However esoteric it may sound at this time, I have focused my work in joining the search for a model of education for this challenge, creation of able individuals for a world where globalisation, technology and a dynamic and unpredictable configuration of work, life and society all come together. There are many interesting experiments are being done all over the world, but they sit firmly outside the mainstream and mostly ignored. I wish to explore these, write about these and talk to the proponents of these experiments, because they are, in my mind, are like those early Internet pioneers, whose work will have enormous impact on what happens next.

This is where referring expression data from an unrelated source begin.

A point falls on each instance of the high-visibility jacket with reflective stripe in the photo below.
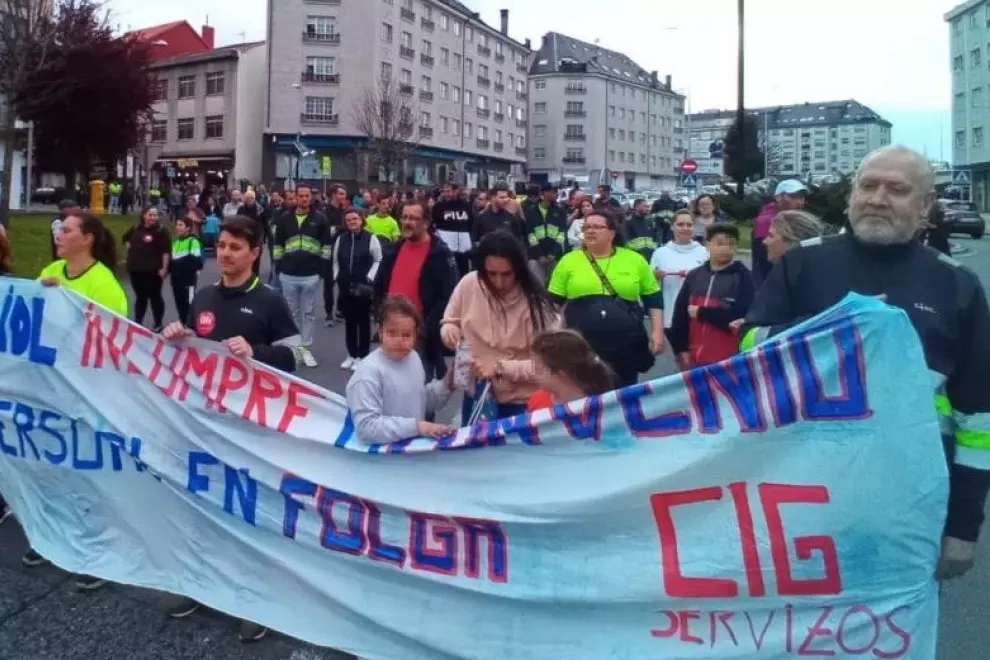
(947, 306)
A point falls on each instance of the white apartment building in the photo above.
(969, 56)
(208, 117)
(463, 81)
(807, 139)
(596, 116)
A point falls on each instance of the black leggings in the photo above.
(148, 289)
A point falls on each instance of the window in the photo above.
(321, 26)
(319, 108)
(159, 90)
(214, 127)
(186, 129)
(187, 87)
(159, 130)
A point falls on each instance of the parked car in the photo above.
(963, 217)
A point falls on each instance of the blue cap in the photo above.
(790, 187)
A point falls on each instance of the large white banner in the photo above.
(788, 502)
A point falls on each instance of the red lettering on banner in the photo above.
(772, 497)
(227, 384)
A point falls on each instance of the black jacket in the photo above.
(254, 311)
(545, 236)
(945, 303)
(436, 282)
(302, 249)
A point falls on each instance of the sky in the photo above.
(891, 55)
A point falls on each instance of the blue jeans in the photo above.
(504, 409)
(300, 294)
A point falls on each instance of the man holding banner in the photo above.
(892, 192)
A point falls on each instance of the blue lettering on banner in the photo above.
(21, 321)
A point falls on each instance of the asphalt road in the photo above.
(42, 617)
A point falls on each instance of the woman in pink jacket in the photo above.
(493, 316)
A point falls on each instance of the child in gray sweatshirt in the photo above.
(386, 395)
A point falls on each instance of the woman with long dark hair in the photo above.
(493, 315)
(149, 249)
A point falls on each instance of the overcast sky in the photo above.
(891, 55)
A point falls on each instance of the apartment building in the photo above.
(595, 115)
(462, 82)
(969, 56)
(808, 139)
(208, 117)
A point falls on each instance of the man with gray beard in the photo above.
(891, 196)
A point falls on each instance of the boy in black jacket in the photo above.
(710, 306)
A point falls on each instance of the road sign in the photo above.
(689, 166)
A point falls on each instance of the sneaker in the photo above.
(307, 357)
(179, 607)
(251, 632)
(89, 582)
(32, 559)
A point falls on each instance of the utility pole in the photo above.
(741, 83)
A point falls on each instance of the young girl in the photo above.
(567, 369)
(187, 261)
(386, 397)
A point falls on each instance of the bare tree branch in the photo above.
(384, 114)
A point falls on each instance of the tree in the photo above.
(102, 98)
(384, 114)
(743, 159)
(25, 46)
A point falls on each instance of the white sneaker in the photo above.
(307, 358)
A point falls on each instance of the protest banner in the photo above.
(787, 502)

The problem in this search is less than obvious. Most educational institutions and people who work in them are so consumed by the 'system' that it is hardly possible to have a meaningful conversation with them on how education may indeed change: They don't want to know. On the other hand, the technologists' zeal of changing the world is mostly blown up rhetoric, and so is the Education Businessmen's: They have no time for education, and would rather squeeze the dollars out of the industrial model till it falls apart. The meaningful conversations about the new education is happening inside the education sector, by the educators, but not its most visible, successful, established ones: These are happening in the margin - indeed that's where creativity always happens - and they are being carried out by educators who are upsetting the other educators. The ideas how education can change are hardly evident in the glossy research reports handed out in private equity circles, but rather in new experiments done with old ideas, coming out of the playbook of Ivan Illich, A S Neill and others: It is about setting the students free, creating a safe environment around them to explore and to learn, and for facilitating a nurturing creative space where the possibilities of life could be examined. These radical departures from the industrial model of education have come alive now that the rationale for the big school looks bunk.

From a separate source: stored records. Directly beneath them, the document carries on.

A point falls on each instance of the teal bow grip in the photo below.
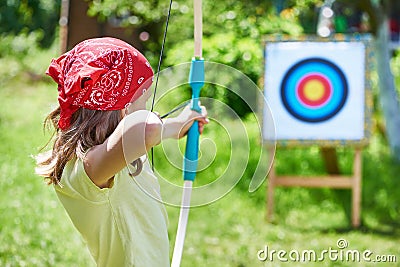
(196, 81)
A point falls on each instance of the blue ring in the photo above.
(317, 66)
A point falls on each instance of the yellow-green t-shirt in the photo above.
(122, 225)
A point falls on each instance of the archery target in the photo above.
(315, 90)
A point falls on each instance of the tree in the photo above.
(379, 13)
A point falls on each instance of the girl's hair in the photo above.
(88, 128)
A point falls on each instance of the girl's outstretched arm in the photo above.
(134, 135)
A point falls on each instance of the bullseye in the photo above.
(314, 90)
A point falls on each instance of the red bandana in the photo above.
(99, 74)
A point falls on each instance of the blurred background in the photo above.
(34, 228)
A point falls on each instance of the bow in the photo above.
(196, 81)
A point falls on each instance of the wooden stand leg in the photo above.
(356, 188)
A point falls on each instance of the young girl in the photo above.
(101, 125)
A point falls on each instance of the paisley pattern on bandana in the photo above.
(99, 74)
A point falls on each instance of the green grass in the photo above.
(35, 230)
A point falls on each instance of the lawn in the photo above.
(35, 230)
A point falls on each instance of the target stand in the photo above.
(318, 91)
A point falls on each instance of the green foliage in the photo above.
(36, 231)
(39, 16)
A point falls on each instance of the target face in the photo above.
(314, 90)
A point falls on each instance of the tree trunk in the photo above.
(387, 90)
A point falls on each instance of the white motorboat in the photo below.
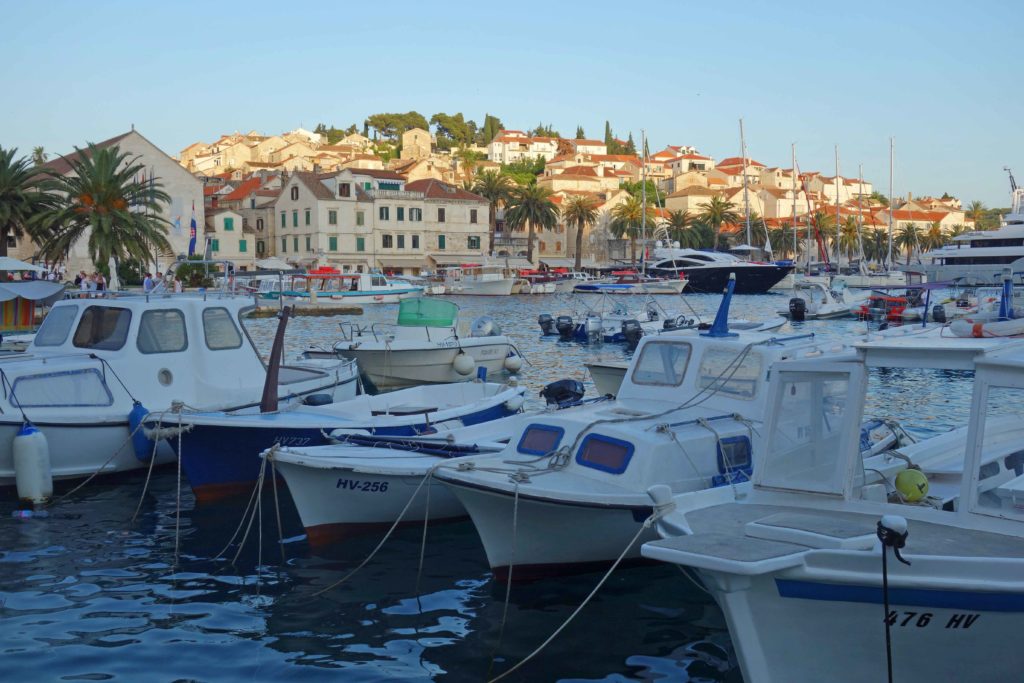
(477, 280)
(94, 363)
(215, 471)
(815, 301)
(426, 346)
(858, 561)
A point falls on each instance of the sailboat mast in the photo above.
(838, 227)
(643, 201)
(889, 258)
(793, 222)
(747, 203)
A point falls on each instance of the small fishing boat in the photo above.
(215, 470)
(876, 573)
(426, 345)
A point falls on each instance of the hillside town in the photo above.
(409, 201)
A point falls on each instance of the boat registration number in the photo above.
(962, 621)
(356, 484)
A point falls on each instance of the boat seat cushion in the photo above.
(407, 409)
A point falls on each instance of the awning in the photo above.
(39, 290)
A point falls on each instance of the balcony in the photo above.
(393, 195)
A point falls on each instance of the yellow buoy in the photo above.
(912, 484)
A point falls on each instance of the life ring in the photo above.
(969, 328)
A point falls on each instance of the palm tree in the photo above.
(22, 201)
(101, 200)
(907, 237)
(581, 211)
(627, 219)
(531, 206)
(497, 188)
(976, 212)
(716, 212)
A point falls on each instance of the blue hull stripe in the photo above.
(918, 597)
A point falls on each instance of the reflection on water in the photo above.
(89, 596)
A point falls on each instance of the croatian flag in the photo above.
(192, 232)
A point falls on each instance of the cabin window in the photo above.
(662, 364)
(219, 330)
(540, 439)
(803, 451)
(55, 327)
(734, 373)
(605, 454)
(102, 328)
(162, 332)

In my work, I have set in motion a pivot for my original business plans: Instead of setting up a 'college' as I initially tried to do, I am trying to transform the business into a platform for nurturing disruptive ideas for education. This will no longer be about developing and delivering courses, but more of facilitating entrepreneurial ideas and projects among the students, and making them aware of this impending 'climate change' in careers. In my day job, I am giving up teaching and taking up a business role which will focus me back on India: Not that this is what I want to do long term, but this is possibly my most apparently marketable skill. However, there are some benefits of taking on such an assignment: Engaging into the world's most challenging education market and seeing the action first hand would enormously help my quest to chronicle the search for alternative models. This will also help me to find my way back to India, which I am committed to doing, and to participate in the country's education, which remains my ambition.